Discover ING Tech :
ING Tech Romania is ING’s global hub for technology established in 2015. Focused on building strategic key capabilities, the hub provides approximately 121 services for 24 ING units globally.
These services are grouped in the following main categories : software development; data management; non-financial risk & compliance and audit.
Now, in 2021, our fast-growing organization gathers more than 1000 high-performing engineers and non-financial risk & compliance specialists that work together in global tribes.
The Mission :
As a Data Protection Officer (DPO) you are responsible to ensure compliance with data protection obligation pursuant to EU Regulation 679 / 2016 (the GDPR ), with other legislations on personal data and support ING Tech Romania in global projects with impact on personal data.
You will contribute to promoting a data protection culture within the company, by providing advice and support on privacy issues to business teams.
Your Day-to-Day :
Inform and advise the organization and the employees who carry out processing of their obligations pursuant to data protection legal provisions.
Support the organization to create and maintain a framework for the development, implementation and updating of data protection policies and procedures to support and monitor the implementation and embedding of data protection legal rules within IBSS Romania.
Provide advice on all data protection risks or incidents, compliance issues or questions in IBSS Romania when requested.
Provide advice as regards the data protection impact assessment (DPIA) (and balancing tests, where applicable) and monitor its performance pursuant to legal and internal requirements where requested.
Provide advice on requests and complaints related to personal data received from the data subjects, authorities or other entities.
Provide support in creating awareness on privacy matters and trainings for staff by creating and supplying training materials, guides and other awareness related materials, by direct involvement in training initiatives, including preparing the annual training plan.
Can, in accordance with the applicable local and global data protection procedures and policies, perform analysis and access information under the ownership of Business Owners as well as that of the first line data protection function and other departments in charge with the implementation of GDPR requirements in order to provide input from a second line of defense perspective so as to adequately identify data protection related risks, in order to ensure the monitoring of compliance with the data protection requirements provided by law and ING internal policies in relation to the protection of personal data.
While fulfilling its tasks, the DPO shall have due regard to the risk associated with processing operations, taking into account the nature, scope, context and purposes of processing.
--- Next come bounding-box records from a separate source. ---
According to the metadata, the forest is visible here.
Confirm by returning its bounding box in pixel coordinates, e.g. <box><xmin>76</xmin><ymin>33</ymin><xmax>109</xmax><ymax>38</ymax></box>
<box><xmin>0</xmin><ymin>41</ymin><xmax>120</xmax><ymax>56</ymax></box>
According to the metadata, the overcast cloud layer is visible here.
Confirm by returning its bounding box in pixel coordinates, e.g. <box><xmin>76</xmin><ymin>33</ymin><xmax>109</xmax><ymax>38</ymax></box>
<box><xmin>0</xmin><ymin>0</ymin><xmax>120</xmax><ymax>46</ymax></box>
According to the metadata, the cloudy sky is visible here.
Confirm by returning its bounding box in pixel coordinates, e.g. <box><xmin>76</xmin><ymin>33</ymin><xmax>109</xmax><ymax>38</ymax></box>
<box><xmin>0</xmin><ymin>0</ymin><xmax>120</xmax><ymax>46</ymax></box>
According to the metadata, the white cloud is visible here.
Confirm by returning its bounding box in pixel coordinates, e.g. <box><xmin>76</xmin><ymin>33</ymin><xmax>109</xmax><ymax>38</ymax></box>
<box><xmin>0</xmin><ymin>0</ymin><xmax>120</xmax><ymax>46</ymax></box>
What you bring to the team
A legal academic background, with a approx. 5 years of experience in the legal field, preferably in a similar business environment (banking / IT) and connected to the data protection area
Expert knowledge of the national and European data protection laws and practices, knowledge of the business sector, understand the processing operations, technologies and data security
Computer proficiency : MSOffice, e-mail, internet
Very good organizing skills, team player with strong communication, negotiation and analytical skills, not easy to overrule, problem solving oriented, logical and open-minded, ability to work independently and to react fast and trustworthy in case of a data breach incident.